# Wild vs. farmed Lox taste test



## cooker613 (Jan 4, 2020)

Two batches of lox. On right, farmed. On left, wild sockeye . Both cured the same and smoked the same. smoked  over amazen tray tray with maple dust for four hours at ~75 degrees. 
Blind taste test results: wild, smokier.  Farmed,  better texture. Appearance, farmed a narrow winner.


----------



## jcam222 (Jan 4, 2020)

Why is the color dramatically different?


----------



## cooker613 (Jan 4, 2020)

jcam222 said:


> Why is the color dramatically different?


The wild is just that red. I assume it has to do with diet.


----------



## S-met (Jan 4, 2020)

Are they both sockeye?  Asking because Farmed doesn't have the Sockeye look.


----------



## cooker613 (Jan 4, 2020)

S-met said:


> Are they both sockeye?  Asking because Farmed doesn't have the Sockeye look.
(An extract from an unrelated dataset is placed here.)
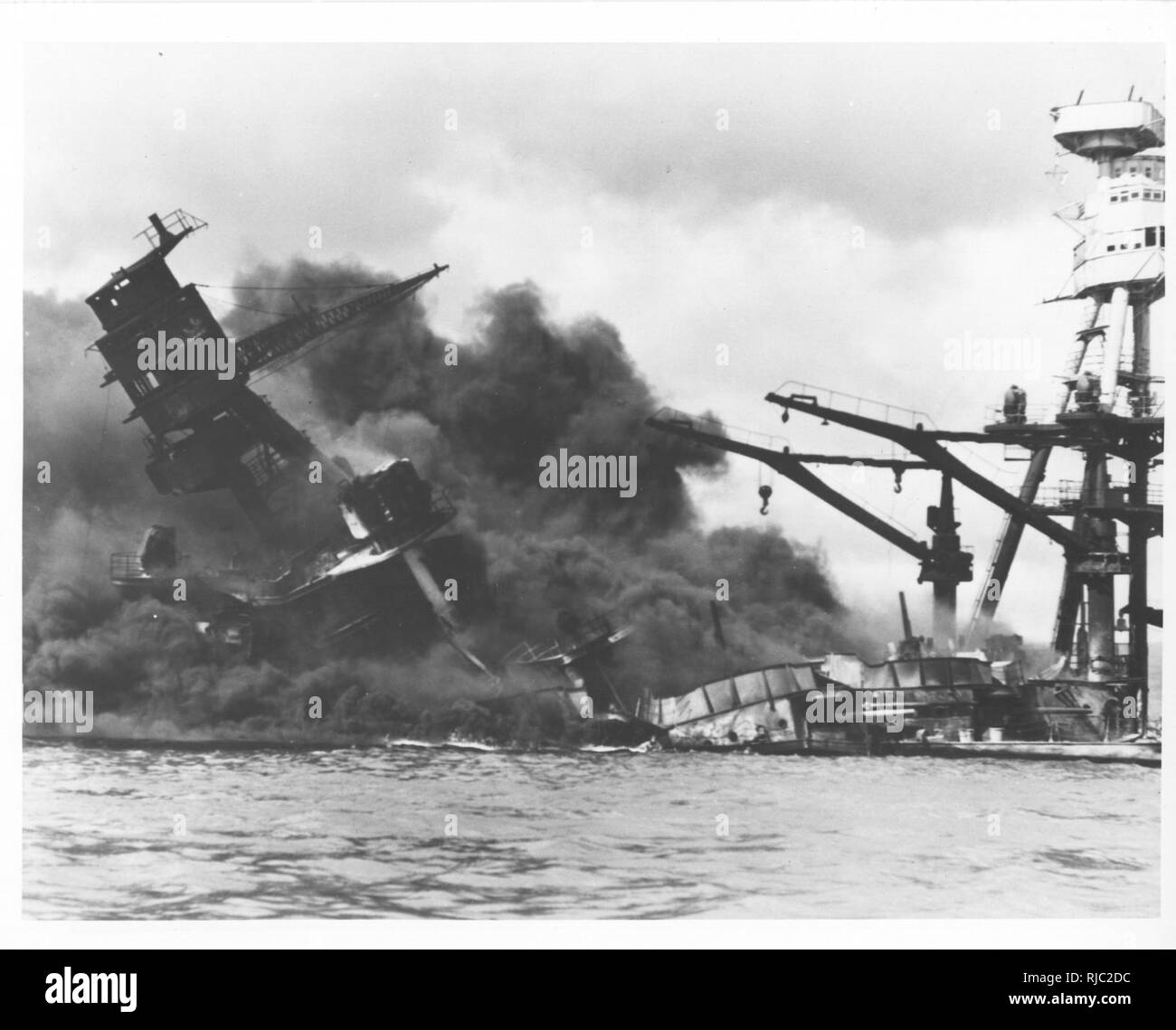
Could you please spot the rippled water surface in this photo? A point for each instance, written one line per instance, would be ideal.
(163, 833)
The farmed was Atlantic salmon, not sockeye


----------



## S-met (Jan 4, 2020)

Thought so. Sockeye and Atlantic salmon are barely cousins. Atlantic salmon is probably close to farmed steelhead if you wanted a good mild salmon to compare. Sockeye has a strong flavor that may don't like.

And Atlantic is probably what is used for nova Scotia lox most of the time.


----------



## tropics (Jan 5, 2020)

Those 2 Salmon are not even close in any respect. 
Richie


----------



## cooker613 (Jan 5, 2020)

tropics said:


> Those 2 Salmon are not even close in any respect.
> Richie


That was the point of the experiment .  For grilling, poaching, sautéing there’s no doubt that the wild is by far the superior. But for lox it seems, according to the unbiased judges that the farmed was better. Go figure.


----------



## tropics (Jan 5, 2020)

cooker613 said:


> That was the point of the experiment .  For grilling, poaching, sautéing there’s no doubt that the wild is by far the superior. But for lox it seems, according to the unbiased judges that the farmed was better. Go figure.


Okay Thank You I didn't realize what you were trying to compare sorry
Richie


----------